Queen Elizabeth II met with Chinese Premier Li Keqiang
and his wife in London Tuesday. However, British media had previously claimed it was the Chinese side who required a meeting with the Queen. In their reports, whether the Queen would grant an audience with Li seemed to become a bargaining chip for London. Diplomats might break out into laughter at such rhetoric. This hype only serves to reflect the narrow-mindedness of the British media and even the whole of its society. The once-powerful British Empire must now resort to such trickery to manifest its pride.
Anyone with a common sense of diplomacy understands fine-tuning of itinerary details are a necessity in high-level state visits. It is completely normal and proper for the Chinese Premier to meet with the British Queen, who should make her own contribution to the success of this diplomatic event. The British media are unprofessional by speculating over the negotiation process.
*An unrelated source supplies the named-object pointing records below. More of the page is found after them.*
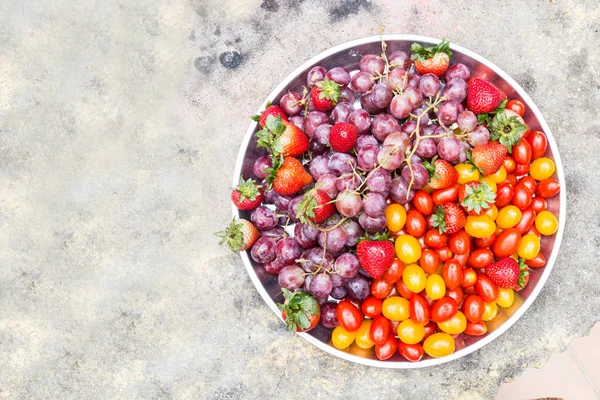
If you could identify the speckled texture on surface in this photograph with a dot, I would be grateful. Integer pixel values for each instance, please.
(120, 121)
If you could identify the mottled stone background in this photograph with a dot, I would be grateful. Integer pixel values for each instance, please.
(120, 121)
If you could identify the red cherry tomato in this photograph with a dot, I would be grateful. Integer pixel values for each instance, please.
(371, 307)
(539, 144)
(486, 288)
(380, 329)
(387, 349)
(348, 315)
(507, 243)
(435, 239)
(423, 202)
(447, 195)
(481, 258)
(548, 188)
(412, 352)
(419, 309)
(473, 308)
(521, 152)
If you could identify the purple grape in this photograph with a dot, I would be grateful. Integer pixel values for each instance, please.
(263, 250)
(289, 103)
(316, 74)
(358, 288)
(291, 277)
(339, 75)
(263, 218)
(260, 165)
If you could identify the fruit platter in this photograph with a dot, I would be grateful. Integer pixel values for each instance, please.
(398, 201)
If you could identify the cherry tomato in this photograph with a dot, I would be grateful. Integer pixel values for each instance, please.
(459, 242)
(516, 106)
(387, 349)
(396, 308)
(415, 223)
(423, 202)
(486, 288)
(439, 345)
(341, 338)
(476, 328)
(429, 261)
(539, 204)
(394, 272)
(507, 243)
(412, 352)
(539, 143)
(452, 274)
(447, 195)
(443, 309)
(348, 315)
(419, 309)
(521, 152)
(548, 188)
(527, 220)
(408, 249)
(481, 258)
(371, 307)
(435, 239)
(541, 169)
(473, 308)
(480, 226)
(395, 217)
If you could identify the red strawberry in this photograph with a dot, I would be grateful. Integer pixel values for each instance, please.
(432, 60)
(343, 137)
(442, 173)
(316, 206)
(507, 272)
(247, 195)
(476, 197)
(449, 218)
(488, 157)
(482, 96)
(325, 94)
(240, 235)
(289, 177)
(282, 137)
(300, 311)
(375, 255)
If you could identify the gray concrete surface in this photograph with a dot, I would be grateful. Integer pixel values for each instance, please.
(119, 125)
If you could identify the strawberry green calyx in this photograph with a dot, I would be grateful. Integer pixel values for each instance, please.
(507, 130)
(330, 90)
(298, 307)
(423, 53)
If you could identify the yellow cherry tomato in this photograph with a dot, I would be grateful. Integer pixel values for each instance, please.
(410, 332)
(529, 247)
(489, 311)
(546, 223)
(480, 226)
(466, 173)
(499, 176)
(454, 325)
(363, 336)
(435, 287)
(395, 217)
(414, 278)
(341, 338)
(505, 297)
(408, 249)
(508, 217)
(491, 183)
(396, 308)
(542, 168)
(439, 345)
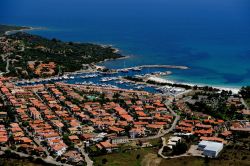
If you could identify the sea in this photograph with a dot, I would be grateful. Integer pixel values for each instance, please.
(211, 37)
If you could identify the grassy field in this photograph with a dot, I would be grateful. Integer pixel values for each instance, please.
(126, 158)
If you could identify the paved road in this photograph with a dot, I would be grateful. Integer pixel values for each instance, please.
(47, 160)
(177, 118)
(87, 159)
(244, 103)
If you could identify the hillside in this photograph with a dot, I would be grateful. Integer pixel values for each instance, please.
(29, 56)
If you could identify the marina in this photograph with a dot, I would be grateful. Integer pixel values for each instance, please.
(111, 79)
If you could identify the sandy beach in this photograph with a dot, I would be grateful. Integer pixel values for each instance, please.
(164, 80)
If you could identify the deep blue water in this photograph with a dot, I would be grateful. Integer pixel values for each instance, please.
(212, 37)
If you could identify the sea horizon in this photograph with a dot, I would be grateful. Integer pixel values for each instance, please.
(215, 48)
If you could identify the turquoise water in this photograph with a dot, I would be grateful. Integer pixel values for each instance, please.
(211, 37)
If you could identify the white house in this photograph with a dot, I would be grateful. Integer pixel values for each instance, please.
(210, 148)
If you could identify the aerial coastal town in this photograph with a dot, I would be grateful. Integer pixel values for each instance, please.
(58, 123)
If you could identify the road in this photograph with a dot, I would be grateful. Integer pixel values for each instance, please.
(47, 160)
(244, 103)
(87, 159)
(177, 118)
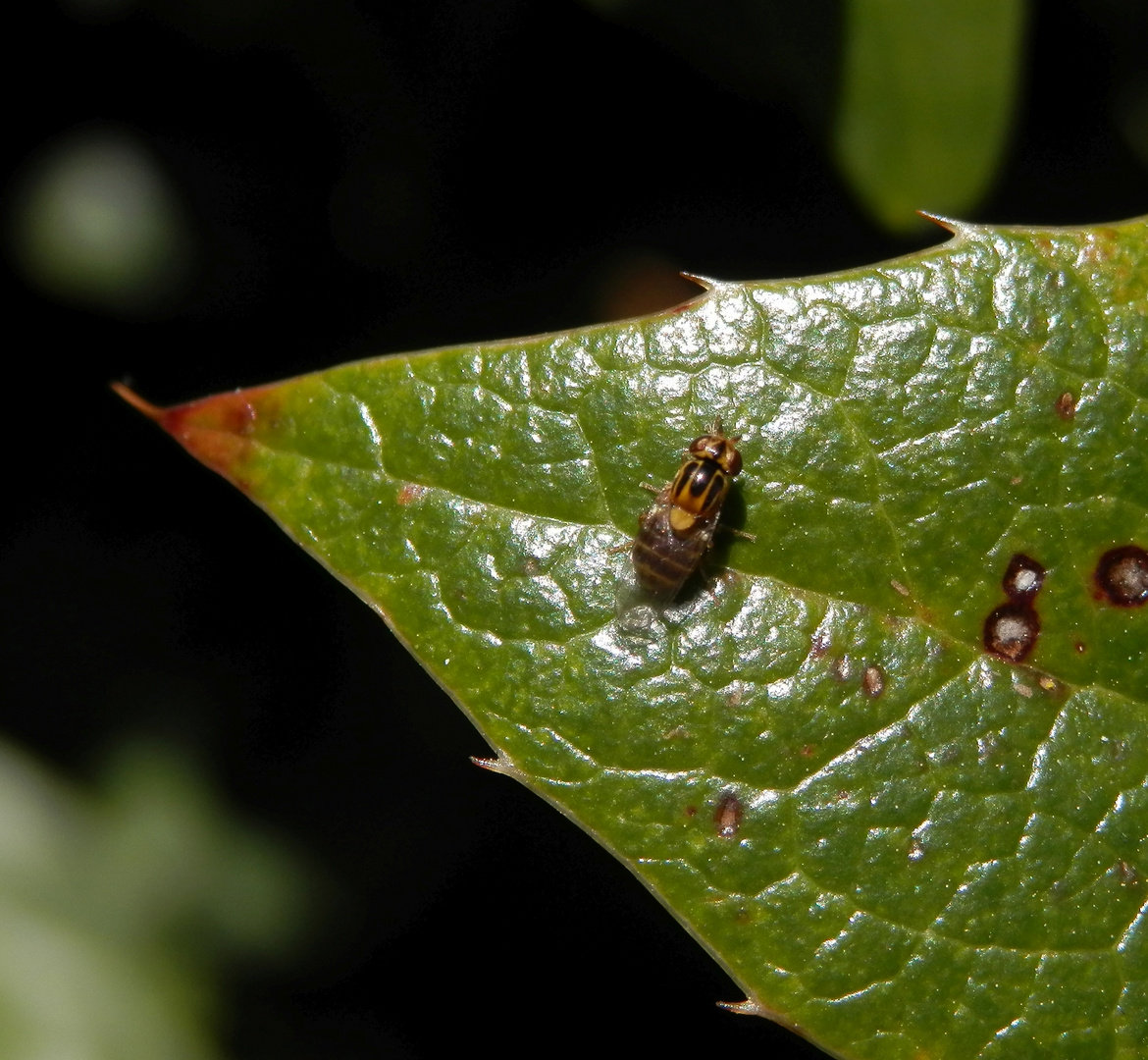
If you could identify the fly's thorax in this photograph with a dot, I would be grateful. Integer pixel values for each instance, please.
(698, 492)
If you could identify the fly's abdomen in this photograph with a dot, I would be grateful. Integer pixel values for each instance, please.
(662, 560)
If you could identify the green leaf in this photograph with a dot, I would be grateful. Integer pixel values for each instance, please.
(119, 906)
(927, 95)
(897, 842)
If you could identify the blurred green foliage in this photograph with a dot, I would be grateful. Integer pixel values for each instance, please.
(120, 907)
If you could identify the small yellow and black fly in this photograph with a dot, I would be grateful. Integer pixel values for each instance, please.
(675, 534)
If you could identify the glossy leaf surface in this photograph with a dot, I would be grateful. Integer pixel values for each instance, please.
(897, 842)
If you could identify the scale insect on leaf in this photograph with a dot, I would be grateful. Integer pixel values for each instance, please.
(677, 531)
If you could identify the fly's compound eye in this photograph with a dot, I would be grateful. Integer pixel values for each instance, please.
(719, 450)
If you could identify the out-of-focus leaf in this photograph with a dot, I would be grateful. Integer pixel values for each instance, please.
(898, 842)
(927, 95)
(116, 911)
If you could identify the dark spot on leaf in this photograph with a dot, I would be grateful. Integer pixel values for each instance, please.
(872, 681)
(1122, 575)
(1126, 874)
(1023, 578)
(1012, 630)
(728, 816)
(410, 493)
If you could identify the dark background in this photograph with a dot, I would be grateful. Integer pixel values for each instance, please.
(365, 181)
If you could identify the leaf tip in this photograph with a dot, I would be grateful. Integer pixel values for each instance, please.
(703, 282)
(945, 223)
(751, 1007)
(153, 412)
(499, 764)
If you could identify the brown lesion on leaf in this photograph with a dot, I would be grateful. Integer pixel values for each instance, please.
(728, 816)
(410, 493)
(1012, 629)
(1122, 576)
(872, 681)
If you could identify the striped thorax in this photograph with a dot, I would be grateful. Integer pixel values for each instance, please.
(677, 531)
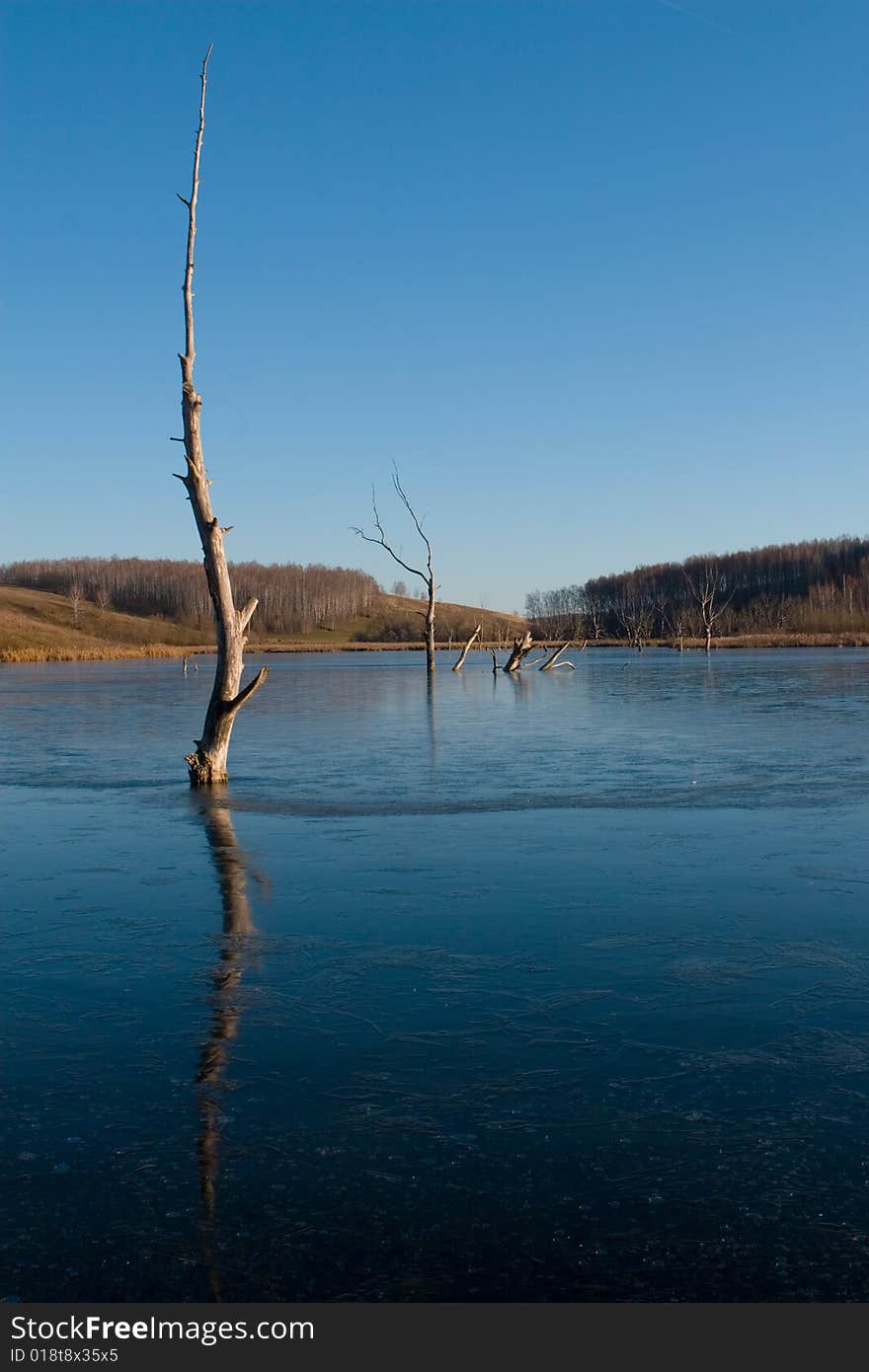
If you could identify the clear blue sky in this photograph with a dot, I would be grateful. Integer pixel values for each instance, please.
(592, 273)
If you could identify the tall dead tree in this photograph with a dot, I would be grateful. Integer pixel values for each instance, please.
(209, 763)
(428, 576)
(707, 584)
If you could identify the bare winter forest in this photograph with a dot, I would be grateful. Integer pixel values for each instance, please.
(812, 587)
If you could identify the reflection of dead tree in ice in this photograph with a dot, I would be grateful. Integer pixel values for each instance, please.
(467, 648)
(225, 1014)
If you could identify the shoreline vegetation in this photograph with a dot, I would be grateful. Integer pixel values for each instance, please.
(123, 651)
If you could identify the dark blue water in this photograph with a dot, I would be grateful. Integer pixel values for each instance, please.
(552, 988)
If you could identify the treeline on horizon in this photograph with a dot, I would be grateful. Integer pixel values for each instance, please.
(812, 587)
(292, 598)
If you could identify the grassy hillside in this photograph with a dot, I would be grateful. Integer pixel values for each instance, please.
(39, 626)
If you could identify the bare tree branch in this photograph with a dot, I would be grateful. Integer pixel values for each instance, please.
(209, 763)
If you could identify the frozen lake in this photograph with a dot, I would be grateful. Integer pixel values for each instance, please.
(510, 989)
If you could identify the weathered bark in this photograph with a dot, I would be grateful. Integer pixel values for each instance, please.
(553, 658)
(520, 649)
(207, 764)
(467, 648)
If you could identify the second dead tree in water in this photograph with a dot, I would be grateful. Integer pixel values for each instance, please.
(428, 576)
(207, 764)
(467, 648)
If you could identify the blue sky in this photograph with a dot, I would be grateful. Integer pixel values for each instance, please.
(592, 273)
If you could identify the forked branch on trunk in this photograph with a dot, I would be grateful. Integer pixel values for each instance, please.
(553, 658)
(467, 648)
(520, 649)
(428, 576)
(207, 763)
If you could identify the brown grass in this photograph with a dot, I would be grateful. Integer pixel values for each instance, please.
(38, 627)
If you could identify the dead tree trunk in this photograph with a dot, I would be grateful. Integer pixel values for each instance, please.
(520, 649)
(209, 763)
(553, 658)
(467, 648)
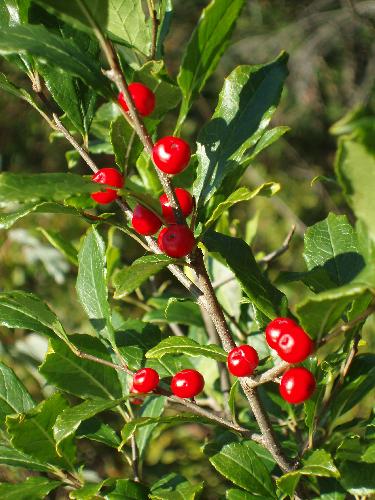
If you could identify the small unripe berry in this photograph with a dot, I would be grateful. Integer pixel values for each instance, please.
(109, 176)
(276, 328)
(144, 221)
(145, 380)
(177, 241)
(242, 361)
(297, 385)
(142, 96)
(171, 155)
(187, 383)
(185, 201)
(295, 345)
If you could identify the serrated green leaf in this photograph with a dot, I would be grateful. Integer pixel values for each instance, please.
(130, 278)
(184, 345)
(205, 48)
(32, 433)
(238, 256)
(33, 488)
(246, 104)
(81, 377)
(14, 397)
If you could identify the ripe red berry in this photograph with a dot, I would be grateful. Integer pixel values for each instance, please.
(176, 241)
(242, 361)
(109, 176)
(276, 328)
(145, 380)
(297, 385)
(187, 383)
(184, 199)
(294, 346)
(171, 154)
(143, 98)
(144, 221)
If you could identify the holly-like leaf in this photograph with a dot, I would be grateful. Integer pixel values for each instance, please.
(32, 433)
(33, 488)
(81, 377)
(92, 283)
(205, 48)
(185, 345)
(14, 397)
(130, 278)
(238, 256)
(246, 104)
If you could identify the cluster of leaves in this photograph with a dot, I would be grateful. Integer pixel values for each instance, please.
(53, 43)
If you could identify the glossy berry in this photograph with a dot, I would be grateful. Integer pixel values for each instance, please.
(297, 385)
(176, 241)
(144, 221)
(145, 380)
(295, 345)
(187, 383)
(242, 361)
(109, 176)
(143, 98)
(276, 328)
(184, 199)
(171, 154)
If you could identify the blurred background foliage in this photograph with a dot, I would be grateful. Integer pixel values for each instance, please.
(332, 71)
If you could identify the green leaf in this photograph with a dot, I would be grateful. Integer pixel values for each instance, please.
(24, 310)
(332, 245)
(126, 488)
(70, 419)
(123, 20)
(92, 283)
(355, 169)
(61, 244)
(33, 488)
(205, 48)
(238, 256)
(16, 458)
(174, 487)
(239, 463)
(49, 187)
(242, 194)
(14, 397)
(129, 279)
(246, 104)
(184, 345)
(52, 49)
(81, 377)
(32, 433)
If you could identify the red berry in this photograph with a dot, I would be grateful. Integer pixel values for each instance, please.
(297, 385)
(295, 345)
(109, 176)
(143, 98)
(187, 384)
(276, 328)
(144, 221)
(176, 241)
(145, 380)
(184, 199)
(242, 361)
(171, 154)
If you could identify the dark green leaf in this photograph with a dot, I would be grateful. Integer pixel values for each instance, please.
(184, 345)
(205, 48)
(33, 488)
(238, 256)
(130, 278)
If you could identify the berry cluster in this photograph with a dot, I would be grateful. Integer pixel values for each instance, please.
(292, 345)
(185, 384)
(171, 155)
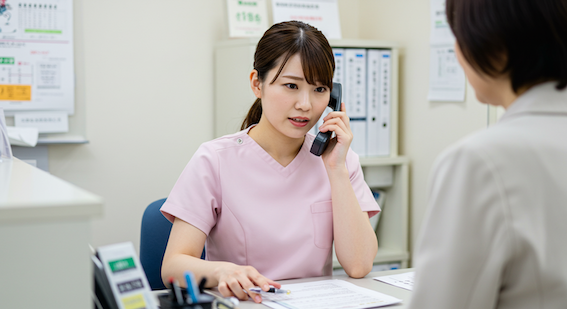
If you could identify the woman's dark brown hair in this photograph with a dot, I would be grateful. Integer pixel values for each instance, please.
(529, 36)
(284, 40)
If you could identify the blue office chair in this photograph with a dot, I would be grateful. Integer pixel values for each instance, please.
(153, 240)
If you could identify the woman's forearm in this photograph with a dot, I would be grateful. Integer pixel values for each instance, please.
(355, 240)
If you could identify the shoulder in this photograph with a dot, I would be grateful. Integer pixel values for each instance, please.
(222, 143)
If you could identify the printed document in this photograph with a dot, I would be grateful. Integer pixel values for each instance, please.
(404, 281)
(327, 294)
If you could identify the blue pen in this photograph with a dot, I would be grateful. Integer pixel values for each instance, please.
(192, 288)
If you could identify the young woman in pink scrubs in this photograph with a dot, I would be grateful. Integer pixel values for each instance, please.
(266, 207)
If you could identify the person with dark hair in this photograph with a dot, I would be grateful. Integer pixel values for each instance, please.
(494, 232)
(266, 207)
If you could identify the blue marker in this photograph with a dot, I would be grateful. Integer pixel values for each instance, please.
(192, 288)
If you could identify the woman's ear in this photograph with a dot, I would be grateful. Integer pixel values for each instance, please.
(255, 83)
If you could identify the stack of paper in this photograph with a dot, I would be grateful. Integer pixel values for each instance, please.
(328, 294)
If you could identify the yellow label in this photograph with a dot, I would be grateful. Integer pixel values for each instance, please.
(15, 93)
(134, 302)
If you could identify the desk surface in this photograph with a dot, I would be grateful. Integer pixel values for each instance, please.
(366, 282)
(27, 193)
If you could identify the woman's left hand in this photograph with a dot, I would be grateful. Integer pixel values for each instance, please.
(338, 122)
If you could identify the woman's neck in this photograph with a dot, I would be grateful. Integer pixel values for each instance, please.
(279, 146)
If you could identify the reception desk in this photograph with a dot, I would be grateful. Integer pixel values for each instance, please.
(44, 236)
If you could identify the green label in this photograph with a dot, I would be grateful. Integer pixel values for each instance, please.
(249, 3)
(43, 31)
(120, 265)
(7, 60)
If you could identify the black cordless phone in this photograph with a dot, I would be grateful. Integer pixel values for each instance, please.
(322, 139)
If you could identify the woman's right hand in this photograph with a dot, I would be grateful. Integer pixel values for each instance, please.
(236, 280)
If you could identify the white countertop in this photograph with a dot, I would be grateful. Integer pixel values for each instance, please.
(28, 193)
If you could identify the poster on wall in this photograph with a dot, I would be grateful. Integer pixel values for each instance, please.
(447, 81)
(247, 18)
(36, 56)
(321, 14)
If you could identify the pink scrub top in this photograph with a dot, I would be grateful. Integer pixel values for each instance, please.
(256, 212)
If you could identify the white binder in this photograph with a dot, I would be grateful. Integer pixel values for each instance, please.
(355, 83)
(385, 102)
(340, 70)
(358, 128)
(373, 119)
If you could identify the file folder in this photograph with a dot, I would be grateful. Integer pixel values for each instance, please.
(373, 119)
(385, 91)
(340, 70)
(358, 128)
(355, 83)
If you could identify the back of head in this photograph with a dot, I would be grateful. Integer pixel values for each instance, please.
(528, 36)
(284, 40)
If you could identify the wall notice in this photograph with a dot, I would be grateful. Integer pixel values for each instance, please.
(36, 62)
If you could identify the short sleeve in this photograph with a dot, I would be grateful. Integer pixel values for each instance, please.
(365, 198)
(465, 240)
(196, 196)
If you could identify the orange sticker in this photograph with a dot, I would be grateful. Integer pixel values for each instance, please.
(15, 93)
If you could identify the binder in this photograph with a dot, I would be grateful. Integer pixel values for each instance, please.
(355, 83)
(340, 70)
(385, 93)
(373, 119)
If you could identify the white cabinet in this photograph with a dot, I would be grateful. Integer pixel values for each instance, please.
(45, 226)
(233, 98)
For China, Premier Li's final travel itinerary is in full conformity with the significance of his visit. Designing such an agenda was quite simple for Beijing. It is London that conceives they could utilize different options to express its opinions. However, China will pay no heed to all this.
British public opinion remains prejudiced against China and highly expects to embrace an opportunity to prove that it is superior compared with the emerging nation. Nevertheless, engaging in economic cooperation with Beijing is in its practical interests. Whenever Chinese and British leaders meet with each other, the British media habitually hypes China's human rights and calls on the British government not to sell its soul in exchange for Beijing's trade pacts.
Britain's national strength cannot be placed in the same rank as China now, a truth difficult to accept for some Britons who want to stress their nobility. If they refuse to recognize this fact and find fault with China on purpose, even at the cost of bilateral relations, they will not find any mental comfort. Chinese society is more and more relaxed in dealing with Sino-UK ties, while the British could not be pettier.
The Chinese public has a simple attitude toward the China-UK relationship in which national interests are the decisive factor. As an important European country, a positive bilateral relationship outweighs a negative one. There is no extra sentiment involved. But to us, British society attaches much more emotion when it comes to engagement with China, such as sense of pride and national dignity.
Perhaps Chinese people should forgive Britain's confusing sentiment. A rising country should understand the embarrassment of an old declining empire and at times the eccentric acts it takes to hide such embarrassment. Diplomacy has to be based on realistic recognition of the two countries' power. No matter for China or the UK, it will be tiring if they try to distort this reality.